The eye is a clear zone eye with extensive movement of retinula cells on adaptation to light. The ommatidium has three types of rhabdomere, at different levels, so that the eye necessarily abstracts at least three kinds of information simultaneously from the incoming rays. In the lightadapted state light can enter each ommatidium only via a crystalline tract that is surrounded by dense pigment grains. A small distal rhabdomere (cell 7) always lies at the end of this tract. In the dark-adapted eye the retinula cell nuclei and distal rhabdomere move to the cone tip and the crystalline tract is drawn into the cone.
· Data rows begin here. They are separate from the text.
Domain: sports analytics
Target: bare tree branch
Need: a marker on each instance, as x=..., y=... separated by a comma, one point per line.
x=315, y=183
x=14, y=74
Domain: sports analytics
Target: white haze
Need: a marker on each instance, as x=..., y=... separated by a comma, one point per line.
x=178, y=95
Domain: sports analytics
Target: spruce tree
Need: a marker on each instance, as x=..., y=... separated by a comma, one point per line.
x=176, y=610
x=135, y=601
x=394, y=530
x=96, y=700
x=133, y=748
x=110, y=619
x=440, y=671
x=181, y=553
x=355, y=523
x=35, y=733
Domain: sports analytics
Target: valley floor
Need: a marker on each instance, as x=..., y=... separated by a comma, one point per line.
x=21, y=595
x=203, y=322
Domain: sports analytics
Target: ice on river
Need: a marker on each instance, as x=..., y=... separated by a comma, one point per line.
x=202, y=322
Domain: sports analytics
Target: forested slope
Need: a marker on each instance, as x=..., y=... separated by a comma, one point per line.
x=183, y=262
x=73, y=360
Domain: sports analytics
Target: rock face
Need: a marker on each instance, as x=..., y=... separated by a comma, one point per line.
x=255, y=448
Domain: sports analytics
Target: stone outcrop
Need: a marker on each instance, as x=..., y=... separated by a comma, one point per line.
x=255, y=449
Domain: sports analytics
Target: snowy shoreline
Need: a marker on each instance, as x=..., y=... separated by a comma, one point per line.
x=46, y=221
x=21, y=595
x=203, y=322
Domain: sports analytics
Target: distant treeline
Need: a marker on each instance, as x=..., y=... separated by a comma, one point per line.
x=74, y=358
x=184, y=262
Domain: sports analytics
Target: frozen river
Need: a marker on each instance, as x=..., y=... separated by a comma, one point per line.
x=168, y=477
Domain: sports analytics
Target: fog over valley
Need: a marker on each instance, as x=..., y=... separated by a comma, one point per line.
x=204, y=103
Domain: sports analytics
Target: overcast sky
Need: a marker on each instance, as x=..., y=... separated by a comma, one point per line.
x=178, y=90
There is then a region of the retinula cell column, between cone tip and proximal rhabdoms, across which there is no structure that could act as a light guide. A key question, therefore, is how the light is focused across this clear zone in the darkadapted state. As shown by the wide angular distribution of eyeshine when a parallel beam is incident on the dark-adapted eye, rays are poorly focused upon the columns of the large rhabdoms. The wide visual fields of receptors 1-6 in the dark-adapted eye, inferred from the observation of eyeshine, are seen as a way of narrowing the bandwidth of spatial frequencies, so that only the largest objects in the visual field contribute to motion-detection. This would improve the signal-to-noise ratio, not in the receptors themselves, but in the neural mechanism, by simplifying the incoming signal.